4 key steps to stop overworking:
1. Enter the agreed times and procedures
- stick to a regular schedule and keep work close at hand after hours;
- create a specific routine to start and finish work (morning activities like showering, changing pyjamas, eating meals, then running, walking the dog, stretching or meditating);
- try to keep the same times as you log in to the office, so you don’t get overwhelmed by your workload.
2. Learn to say” no”
- learn to say “no” not only to people but also to things;
- try to prioritise work that is important to you.
3. Notify when you are overwhelmed
- report to your employer if you regularly work at full capacity or regularly work overtime;
- have a mechanism to summarise your progress and indicate blockages or delays to superiors;
- document everything you do.
4. Track and document your working time
Time tracking applications can be an idea for keeping time boundaries. Automatically recording time spent at work can make it easier for an employee to keep the job within their abilities and not take on more. It also serves to integrate with the team, helping colleagues and managers to see when someone is overloaded and needs support.
Establishing clear time limits also rests on the employer, allowing the employee organise, coordinate, and manage work pace. The TimesheetKiller application can be such help. It is an artificial intelligence-based time tracking program that will make the employee forget about troublesome duties and will be able to concentrate on their work fully.
Time tracking apps are a way to:
- providing a complete breakdown of productive efforts and useful information on how different long tasks take to improve planning;
- the ability to see what times of the day you are most productive;
- highlight low-value tasks that consume your time excessively;
- enhancing your awareness of how overworked you are so, you can adjust the rest of the week to balance it out;
- experimenting with the schedule (e.g. if you have four overtime hours in the week, you can cut Friday work short and start the weekend earlier).
The pandemic continues, so employers should still shape and improve working conditions remotely. So that both – companies and their employees – leave it as unscathed and unburdened as possible. It is known that long hours spent at work will not improve much and may lower employees’ efficiency and lead to overwork.

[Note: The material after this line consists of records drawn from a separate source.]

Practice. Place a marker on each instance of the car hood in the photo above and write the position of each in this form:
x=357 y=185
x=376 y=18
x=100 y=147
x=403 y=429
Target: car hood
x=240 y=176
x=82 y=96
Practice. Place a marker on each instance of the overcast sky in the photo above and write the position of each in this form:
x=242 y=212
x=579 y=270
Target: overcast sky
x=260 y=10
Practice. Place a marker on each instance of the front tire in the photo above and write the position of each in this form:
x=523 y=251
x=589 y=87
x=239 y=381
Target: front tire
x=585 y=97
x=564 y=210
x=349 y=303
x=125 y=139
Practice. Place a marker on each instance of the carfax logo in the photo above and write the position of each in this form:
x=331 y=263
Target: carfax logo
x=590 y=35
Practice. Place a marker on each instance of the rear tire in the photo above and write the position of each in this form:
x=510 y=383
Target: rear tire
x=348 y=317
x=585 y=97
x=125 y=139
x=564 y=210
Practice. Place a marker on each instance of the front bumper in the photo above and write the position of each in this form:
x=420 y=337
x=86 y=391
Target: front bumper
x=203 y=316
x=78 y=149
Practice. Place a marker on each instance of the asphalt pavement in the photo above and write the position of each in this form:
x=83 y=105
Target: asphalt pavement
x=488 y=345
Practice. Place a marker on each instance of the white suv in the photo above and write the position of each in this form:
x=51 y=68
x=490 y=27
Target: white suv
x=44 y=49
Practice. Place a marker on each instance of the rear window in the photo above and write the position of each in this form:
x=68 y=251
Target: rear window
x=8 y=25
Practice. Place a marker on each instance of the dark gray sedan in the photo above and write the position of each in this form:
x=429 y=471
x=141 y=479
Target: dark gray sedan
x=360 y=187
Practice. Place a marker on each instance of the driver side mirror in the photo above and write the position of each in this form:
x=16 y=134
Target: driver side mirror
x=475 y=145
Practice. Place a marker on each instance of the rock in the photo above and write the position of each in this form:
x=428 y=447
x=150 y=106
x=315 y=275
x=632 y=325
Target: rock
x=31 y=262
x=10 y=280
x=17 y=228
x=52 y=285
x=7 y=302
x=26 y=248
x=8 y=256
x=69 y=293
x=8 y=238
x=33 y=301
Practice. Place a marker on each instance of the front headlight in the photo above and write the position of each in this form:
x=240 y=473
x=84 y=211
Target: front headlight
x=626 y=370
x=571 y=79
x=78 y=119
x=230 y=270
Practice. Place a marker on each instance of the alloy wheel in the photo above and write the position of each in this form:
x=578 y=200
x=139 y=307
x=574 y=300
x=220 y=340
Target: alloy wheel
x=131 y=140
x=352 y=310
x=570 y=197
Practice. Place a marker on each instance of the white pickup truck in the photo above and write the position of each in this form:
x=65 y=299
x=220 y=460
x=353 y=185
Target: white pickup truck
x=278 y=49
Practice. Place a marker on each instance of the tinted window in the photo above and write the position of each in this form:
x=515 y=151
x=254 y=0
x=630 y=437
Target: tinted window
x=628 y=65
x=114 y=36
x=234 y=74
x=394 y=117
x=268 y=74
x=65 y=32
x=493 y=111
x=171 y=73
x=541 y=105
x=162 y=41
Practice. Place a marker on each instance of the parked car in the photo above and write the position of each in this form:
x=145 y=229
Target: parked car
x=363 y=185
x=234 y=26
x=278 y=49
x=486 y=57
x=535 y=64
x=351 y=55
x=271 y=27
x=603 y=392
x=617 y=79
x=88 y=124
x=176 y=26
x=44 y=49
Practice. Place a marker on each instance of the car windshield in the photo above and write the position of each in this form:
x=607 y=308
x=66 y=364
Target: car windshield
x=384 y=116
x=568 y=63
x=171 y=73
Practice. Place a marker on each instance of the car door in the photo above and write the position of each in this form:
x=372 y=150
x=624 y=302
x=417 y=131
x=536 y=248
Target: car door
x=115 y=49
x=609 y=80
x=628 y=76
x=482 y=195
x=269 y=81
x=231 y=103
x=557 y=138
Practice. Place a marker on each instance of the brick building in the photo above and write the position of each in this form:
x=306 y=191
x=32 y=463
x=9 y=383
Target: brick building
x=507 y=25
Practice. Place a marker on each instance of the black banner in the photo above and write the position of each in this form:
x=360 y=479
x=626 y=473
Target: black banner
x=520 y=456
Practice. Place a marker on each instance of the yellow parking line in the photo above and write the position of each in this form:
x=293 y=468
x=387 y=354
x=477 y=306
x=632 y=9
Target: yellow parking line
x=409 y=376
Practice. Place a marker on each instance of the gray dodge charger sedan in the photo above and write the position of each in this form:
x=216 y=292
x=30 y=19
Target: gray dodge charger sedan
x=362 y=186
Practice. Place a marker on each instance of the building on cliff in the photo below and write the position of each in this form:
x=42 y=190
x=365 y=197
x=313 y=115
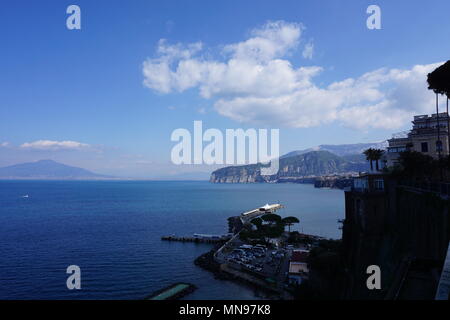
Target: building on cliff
x=426 y=136
x=403 y=229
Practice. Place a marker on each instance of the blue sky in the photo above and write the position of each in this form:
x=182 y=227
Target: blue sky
x=87 y=85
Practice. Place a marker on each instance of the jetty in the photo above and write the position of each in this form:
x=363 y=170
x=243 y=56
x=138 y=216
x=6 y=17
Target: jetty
x=173 y=292
x=199 y=238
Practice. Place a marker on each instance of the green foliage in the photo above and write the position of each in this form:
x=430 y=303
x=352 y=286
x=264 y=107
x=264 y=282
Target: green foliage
x=439 y=79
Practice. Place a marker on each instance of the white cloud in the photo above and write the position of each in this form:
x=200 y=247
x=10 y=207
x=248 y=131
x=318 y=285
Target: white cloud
x=256 y=83
x=308 y=50
x=54 y=145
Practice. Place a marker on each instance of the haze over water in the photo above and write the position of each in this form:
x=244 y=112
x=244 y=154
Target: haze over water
x=112 y=230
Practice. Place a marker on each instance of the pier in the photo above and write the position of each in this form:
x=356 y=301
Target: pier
x=198 y=238
x=173 y=292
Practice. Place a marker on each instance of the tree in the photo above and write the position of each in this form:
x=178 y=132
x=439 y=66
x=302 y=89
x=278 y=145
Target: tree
x=289 y=221
x=257 y=222
x=271 y=218
x=439 y=82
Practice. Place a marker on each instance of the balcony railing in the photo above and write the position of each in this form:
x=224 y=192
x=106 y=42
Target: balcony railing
x=440 y=188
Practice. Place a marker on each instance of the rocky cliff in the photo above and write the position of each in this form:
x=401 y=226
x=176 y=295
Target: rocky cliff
x=303 y=168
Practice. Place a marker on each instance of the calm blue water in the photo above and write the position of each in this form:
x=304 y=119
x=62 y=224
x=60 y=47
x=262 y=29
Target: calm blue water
x=112 y=231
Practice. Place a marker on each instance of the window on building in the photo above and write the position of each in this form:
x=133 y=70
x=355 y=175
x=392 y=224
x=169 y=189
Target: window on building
x=378 y=184
x=439 y=146
x=424 y=146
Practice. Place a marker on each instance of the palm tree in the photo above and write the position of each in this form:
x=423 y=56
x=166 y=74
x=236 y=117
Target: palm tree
x=289 y=221
x=439 y=82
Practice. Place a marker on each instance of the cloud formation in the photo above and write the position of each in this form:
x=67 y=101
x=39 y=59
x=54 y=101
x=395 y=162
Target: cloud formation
x=54 y=145
x=255 y=82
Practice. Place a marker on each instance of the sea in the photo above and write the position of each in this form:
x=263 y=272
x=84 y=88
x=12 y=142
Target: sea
x=112 y=230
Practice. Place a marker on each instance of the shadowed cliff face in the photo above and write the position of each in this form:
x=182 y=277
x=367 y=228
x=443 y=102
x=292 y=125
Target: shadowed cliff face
x=315 y=163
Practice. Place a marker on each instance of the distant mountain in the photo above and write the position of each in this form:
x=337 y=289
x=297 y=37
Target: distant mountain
x=341 y=149
x=292 y=168
x=47 y=169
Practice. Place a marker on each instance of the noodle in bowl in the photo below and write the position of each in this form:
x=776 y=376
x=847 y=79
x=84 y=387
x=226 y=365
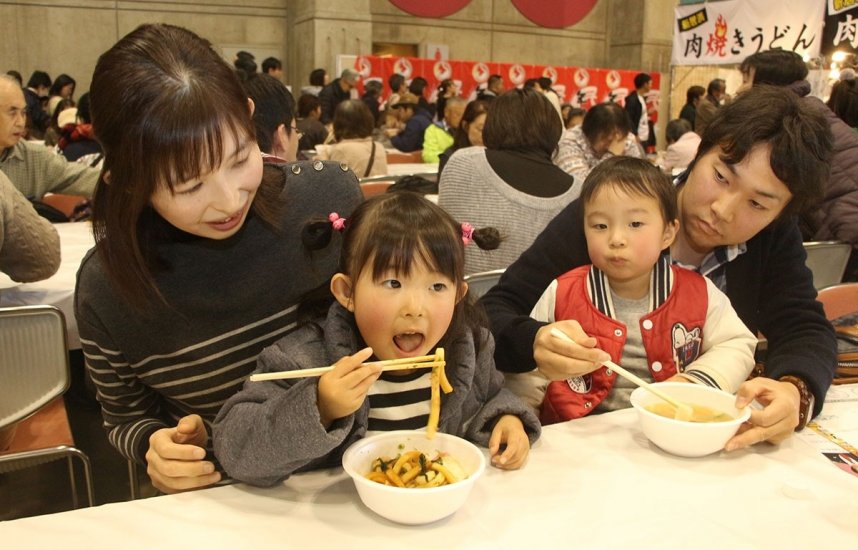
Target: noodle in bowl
x=412 y=506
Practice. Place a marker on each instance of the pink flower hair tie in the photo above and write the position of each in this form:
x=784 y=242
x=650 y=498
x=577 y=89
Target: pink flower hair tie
x=338 y=222
x=467 y=233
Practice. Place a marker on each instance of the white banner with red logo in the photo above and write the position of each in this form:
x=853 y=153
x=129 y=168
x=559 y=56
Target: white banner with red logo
x=575 y=85
x=717 y=33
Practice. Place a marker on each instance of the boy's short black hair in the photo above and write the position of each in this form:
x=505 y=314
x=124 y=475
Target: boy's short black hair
x=775 y=67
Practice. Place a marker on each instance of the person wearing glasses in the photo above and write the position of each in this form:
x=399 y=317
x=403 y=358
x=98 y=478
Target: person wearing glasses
x=353 y=126
x=273 y=116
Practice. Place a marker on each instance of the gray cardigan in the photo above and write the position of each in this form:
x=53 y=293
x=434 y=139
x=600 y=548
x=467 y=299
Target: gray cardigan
x=270 y=430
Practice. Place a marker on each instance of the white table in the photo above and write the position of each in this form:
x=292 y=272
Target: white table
x=75 y=240
x=590 y=483
x=406 y=169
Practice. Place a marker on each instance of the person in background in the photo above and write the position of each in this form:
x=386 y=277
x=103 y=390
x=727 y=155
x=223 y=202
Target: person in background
x=716 y=93
x=336 y=92
x=29 y=251
x=417 y=86
x=371 y=97
x=835 y=218
x=36 y=95
x=844 y=98
x=604 y=133
x=761 y=161
x=313 y=132
x=494 y=87
x=318 y=80
x=446 y=89
x=17 y=76
x=692 y=99
x=273 y=67
x=416 y=120
x=630 y=216
x=245 y=63
x=353 y=143
x=273 y=117
x=52 y=135
x=574 y=117
x=402 y=269
x=637 y=110
x=398 y=86
x=438 y=136
x=31 y=167
x=79 y=140
x=682 y=145
x=198 y=263
x=511 y=184
x=469 y=133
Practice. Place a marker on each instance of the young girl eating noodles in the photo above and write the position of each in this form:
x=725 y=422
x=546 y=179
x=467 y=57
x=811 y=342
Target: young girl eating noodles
x=399 y=293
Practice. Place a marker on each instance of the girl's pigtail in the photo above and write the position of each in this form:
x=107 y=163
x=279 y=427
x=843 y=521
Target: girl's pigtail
x=317 y=234
x=486 y=238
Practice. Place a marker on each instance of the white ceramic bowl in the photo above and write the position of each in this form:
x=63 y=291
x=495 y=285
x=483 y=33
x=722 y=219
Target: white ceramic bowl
x=691 y=439
x=412 y=506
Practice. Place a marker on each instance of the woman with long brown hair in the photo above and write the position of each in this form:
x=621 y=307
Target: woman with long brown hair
x=198 y=263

According to Project Management Institute director of strategy and development, Dave Garrett, identifying and preventing burnout and “zoom fatigue” is becoming an essential task for employers to avoid overwork.
Mental and physical health should be – especially at this time – at the top of the priority list. Employers must be empathetic and sensitive to the line between personal time and working time. It is not only a private matter of employees but also the foundation of the organisation’s success.